Ahead of his contribution to EXHALE’s VA002 compilation, Amelie Lens’ star student is eager to introduce the world to his hard and dark techno.
Thunderous kick drums, fast acidic sequences, and hard-hitting rave stabs is what Ahl Iver is all about. Oliver Maes (fun fact: Oliver spelt phonetically is Ahl Iver) has a big heart for fast-paced kickdrums, and that’s what made him stand out between the thousands of demos in Amelie Lens’ mailbox. The Antwerp-native has already dropped two EPs on Lenske Recordings, and a new track is scheduled on the new EXHALE compilation this week. If you like your techno ruthless, look no further.
LENSKE helped me professionalize my sound from an early stage.
How did you get in touch with Amelie?
“She must have been the first one who heard my Ahl Iver tracks. When I responded to her call for demos, I never thought she would reply, but I had nothing to lose either. I had only been producing for a few months before she started playing some of my music. At that point, I had already messed about with different sounds, but I was ready to take my career more seriously. We continued to send each other music back and forth, and in 2019, she asked me to release my debut vinyl EP on Lenske. I released another one earlier in 2021, and I guess that won’t be the last one”.
Is Amelie someone who helps you with your production? How does the cooperation work exactly?
"She doesn't just help me in the studio. She helps me with everything! I'm getting more and more booking and media requests, and I never respond before hearing what she has to say about it. Farrago (EXHALE and Lenske co-owner, ed) too gave me loads of useful production tips I now apply in the studio every day. They helped me professionalize my sound from an early stage. It's quite incredible what they have done for me, and I'm extremely grateful for that".
I'm someone who always looks for the extremes in music.
Your music can be categorized as the harder and darker type of techno. What is it that draws you to that sound?

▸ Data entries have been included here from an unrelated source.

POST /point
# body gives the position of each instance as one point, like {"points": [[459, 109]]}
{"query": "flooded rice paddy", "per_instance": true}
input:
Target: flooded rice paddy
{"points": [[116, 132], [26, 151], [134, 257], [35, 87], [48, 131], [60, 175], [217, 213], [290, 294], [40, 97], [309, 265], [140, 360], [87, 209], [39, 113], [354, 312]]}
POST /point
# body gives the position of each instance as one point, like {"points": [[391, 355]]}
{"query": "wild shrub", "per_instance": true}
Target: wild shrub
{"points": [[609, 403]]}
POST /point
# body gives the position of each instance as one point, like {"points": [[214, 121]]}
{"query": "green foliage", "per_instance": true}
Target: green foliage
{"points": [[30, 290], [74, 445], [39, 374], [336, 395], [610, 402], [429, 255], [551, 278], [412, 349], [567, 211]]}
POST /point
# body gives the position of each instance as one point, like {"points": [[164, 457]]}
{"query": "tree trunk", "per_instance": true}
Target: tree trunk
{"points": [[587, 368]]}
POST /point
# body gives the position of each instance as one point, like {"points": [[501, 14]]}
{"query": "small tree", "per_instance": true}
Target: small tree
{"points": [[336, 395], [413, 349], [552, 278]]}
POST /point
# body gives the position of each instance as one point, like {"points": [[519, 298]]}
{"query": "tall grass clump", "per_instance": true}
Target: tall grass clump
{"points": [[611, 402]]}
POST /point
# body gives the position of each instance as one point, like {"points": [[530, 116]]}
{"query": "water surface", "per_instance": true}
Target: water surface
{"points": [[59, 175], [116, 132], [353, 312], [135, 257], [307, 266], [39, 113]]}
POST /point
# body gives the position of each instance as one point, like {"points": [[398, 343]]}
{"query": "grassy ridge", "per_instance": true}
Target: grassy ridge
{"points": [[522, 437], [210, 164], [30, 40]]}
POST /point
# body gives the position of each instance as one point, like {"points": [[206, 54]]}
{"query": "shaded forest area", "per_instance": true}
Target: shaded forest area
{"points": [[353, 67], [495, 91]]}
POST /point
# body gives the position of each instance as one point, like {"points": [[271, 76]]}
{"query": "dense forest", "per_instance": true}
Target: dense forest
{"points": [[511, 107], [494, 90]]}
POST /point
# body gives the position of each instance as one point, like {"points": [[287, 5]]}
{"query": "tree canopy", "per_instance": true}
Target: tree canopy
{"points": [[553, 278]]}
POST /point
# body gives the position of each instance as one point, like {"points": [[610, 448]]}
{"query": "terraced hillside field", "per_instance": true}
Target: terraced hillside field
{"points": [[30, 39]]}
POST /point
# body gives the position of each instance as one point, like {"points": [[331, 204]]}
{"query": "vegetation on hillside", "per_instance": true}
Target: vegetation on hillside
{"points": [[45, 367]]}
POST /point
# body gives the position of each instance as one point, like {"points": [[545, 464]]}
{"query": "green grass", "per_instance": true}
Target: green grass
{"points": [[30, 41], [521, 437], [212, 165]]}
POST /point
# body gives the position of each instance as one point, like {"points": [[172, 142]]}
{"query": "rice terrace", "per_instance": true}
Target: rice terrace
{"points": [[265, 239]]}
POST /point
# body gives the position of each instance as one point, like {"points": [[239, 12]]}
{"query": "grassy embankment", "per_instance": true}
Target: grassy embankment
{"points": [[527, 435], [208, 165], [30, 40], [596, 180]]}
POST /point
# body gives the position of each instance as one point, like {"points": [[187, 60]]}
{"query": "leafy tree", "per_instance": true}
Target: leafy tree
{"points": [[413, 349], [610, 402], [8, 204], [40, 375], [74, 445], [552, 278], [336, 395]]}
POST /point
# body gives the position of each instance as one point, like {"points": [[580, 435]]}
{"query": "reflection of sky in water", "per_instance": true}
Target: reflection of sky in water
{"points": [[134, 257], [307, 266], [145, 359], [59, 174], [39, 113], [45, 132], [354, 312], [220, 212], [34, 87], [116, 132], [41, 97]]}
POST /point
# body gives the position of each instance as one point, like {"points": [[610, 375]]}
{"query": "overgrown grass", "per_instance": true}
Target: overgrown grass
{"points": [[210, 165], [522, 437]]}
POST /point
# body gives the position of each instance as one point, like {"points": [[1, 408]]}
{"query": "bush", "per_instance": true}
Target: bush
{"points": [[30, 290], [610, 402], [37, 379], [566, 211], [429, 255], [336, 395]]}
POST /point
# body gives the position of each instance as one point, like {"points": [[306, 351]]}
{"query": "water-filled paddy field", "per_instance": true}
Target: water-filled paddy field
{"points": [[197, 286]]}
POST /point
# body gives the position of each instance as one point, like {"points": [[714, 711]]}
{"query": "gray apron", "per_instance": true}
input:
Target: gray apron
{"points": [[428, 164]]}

"I'm someone who always looks for the extremes in music. Before I made music, I was into hardcore and hard dance. Nothing was ever too hard for me; maybe that rule still applies today (laughs). I need to hear the power, you know. I can’t really describe it any other way”.

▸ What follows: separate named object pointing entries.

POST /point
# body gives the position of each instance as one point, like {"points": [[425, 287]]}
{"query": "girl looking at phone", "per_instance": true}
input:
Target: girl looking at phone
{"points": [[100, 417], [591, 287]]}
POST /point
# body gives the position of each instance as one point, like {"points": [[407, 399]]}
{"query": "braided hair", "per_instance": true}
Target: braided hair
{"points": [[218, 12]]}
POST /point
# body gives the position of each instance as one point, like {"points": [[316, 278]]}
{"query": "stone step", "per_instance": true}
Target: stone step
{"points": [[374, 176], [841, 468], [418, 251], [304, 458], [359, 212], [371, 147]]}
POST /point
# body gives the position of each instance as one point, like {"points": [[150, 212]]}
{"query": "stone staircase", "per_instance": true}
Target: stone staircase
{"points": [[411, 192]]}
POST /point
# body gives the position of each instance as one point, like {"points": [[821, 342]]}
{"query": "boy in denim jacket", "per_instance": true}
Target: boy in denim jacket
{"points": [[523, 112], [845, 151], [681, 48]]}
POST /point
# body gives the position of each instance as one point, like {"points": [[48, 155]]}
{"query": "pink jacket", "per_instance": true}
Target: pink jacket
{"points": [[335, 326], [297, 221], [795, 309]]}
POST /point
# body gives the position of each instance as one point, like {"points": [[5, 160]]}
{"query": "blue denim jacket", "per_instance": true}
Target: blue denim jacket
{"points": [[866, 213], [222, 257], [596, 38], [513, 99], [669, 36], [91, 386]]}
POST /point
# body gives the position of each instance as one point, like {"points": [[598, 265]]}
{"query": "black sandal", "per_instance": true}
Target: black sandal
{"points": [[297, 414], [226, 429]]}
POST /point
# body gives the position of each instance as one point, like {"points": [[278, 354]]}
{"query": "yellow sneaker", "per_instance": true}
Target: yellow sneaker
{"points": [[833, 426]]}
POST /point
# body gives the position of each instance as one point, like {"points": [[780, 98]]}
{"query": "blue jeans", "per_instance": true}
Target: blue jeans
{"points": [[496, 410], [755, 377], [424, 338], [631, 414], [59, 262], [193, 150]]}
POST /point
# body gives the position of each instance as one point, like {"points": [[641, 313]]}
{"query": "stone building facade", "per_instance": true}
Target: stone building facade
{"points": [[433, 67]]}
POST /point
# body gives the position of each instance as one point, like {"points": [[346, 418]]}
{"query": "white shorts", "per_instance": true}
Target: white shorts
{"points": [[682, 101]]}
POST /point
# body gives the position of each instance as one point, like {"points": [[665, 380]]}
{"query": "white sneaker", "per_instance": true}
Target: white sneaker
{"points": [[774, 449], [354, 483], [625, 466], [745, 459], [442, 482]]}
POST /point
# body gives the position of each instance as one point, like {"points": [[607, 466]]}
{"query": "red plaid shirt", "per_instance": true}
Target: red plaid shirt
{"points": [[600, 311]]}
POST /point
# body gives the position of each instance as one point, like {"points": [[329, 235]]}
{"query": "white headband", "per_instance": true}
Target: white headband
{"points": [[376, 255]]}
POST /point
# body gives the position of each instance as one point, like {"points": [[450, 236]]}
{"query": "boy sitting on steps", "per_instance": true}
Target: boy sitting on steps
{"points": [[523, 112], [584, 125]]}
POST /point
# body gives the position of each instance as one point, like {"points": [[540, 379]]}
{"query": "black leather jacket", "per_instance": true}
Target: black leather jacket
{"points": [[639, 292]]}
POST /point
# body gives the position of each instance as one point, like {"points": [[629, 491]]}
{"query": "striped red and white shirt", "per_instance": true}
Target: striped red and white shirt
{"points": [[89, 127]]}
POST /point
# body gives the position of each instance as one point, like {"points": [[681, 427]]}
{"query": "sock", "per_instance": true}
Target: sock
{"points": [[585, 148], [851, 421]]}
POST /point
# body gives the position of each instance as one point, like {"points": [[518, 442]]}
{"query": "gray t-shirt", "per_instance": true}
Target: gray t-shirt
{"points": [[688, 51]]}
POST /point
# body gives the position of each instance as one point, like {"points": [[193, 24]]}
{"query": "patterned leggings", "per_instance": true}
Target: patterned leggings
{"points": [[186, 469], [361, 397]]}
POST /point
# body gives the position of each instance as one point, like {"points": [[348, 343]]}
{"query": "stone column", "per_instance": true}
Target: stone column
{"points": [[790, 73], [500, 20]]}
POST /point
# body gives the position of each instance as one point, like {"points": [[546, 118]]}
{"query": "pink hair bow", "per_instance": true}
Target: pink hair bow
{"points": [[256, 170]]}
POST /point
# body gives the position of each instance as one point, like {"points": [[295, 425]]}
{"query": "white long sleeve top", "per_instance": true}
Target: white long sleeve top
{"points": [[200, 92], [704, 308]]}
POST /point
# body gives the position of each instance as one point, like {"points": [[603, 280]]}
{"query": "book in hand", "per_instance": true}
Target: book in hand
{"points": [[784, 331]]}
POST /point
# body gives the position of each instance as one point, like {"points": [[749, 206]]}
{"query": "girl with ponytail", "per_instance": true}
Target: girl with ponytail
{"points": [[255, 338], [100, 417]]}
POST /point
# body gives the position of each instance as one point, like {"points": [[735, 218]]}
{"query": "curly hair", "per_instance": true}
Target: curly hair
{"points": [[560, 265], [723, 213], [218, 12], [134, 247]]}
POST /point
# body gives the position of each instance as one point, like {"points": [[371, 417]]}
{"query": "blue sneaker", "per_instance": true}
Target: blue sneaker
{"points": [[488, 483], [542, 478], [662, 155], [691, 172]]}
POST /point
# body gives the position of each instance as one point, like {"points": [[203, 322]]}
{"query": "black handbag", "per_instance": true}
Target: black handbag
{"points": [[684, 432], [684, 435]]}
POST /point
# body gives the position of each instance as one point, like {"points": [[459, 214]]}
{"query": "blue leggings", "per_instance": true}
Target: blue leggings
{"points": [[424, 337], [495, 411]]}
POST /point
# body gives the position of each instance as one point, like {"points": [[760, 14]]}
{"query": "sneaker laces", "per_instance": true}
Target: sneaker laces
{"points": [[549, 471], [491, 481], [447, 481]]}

In general, techno nowadays seems to take a turn to those darker styles. How do you feel about that trend?
“I love it. Not just as an artist who makes that type of music, but as a raver too. I love the fact that I can go out in my hometown and dance to those dark kicks and basslines every weekend (Hard Harder Hardst and Slagveld at Club Vaag are great examples). It wasn’t always like that. You had to go to Rotterdam or Berlin for that until recently. Nowadays, there are a lot more opportunities in Belgium for artists with that sound. As it’s still a relatively small scene, many young artists and DJs like me get cool bookings. It’s just great to see it all happen in front of me and be a part of it. There are always going to be purists who want everything to stay the same, but I don’t let that get to me”.
2020 was going to be your breakthrough year, but then everything got shut down. How do you feel about that missed start now that we’re slowly crawling out of this pandemic?
"At first, I had a hard time accepting all those cancellations. There were some very cool bookings I was dying to play. Then again, I was lucky I didn't fully depend on DJ-ing for my income yet. I was still in school when it started, and I have a job now, which helped me put things into perspective. As the first new bookings are coming in again, I only feel relief that I'm picking things up where I left them. The first gig is scheduled for July in Sheffield. After that, there's a lot more I can’t tell you about yet. Excitement is an understatement (laughs)”!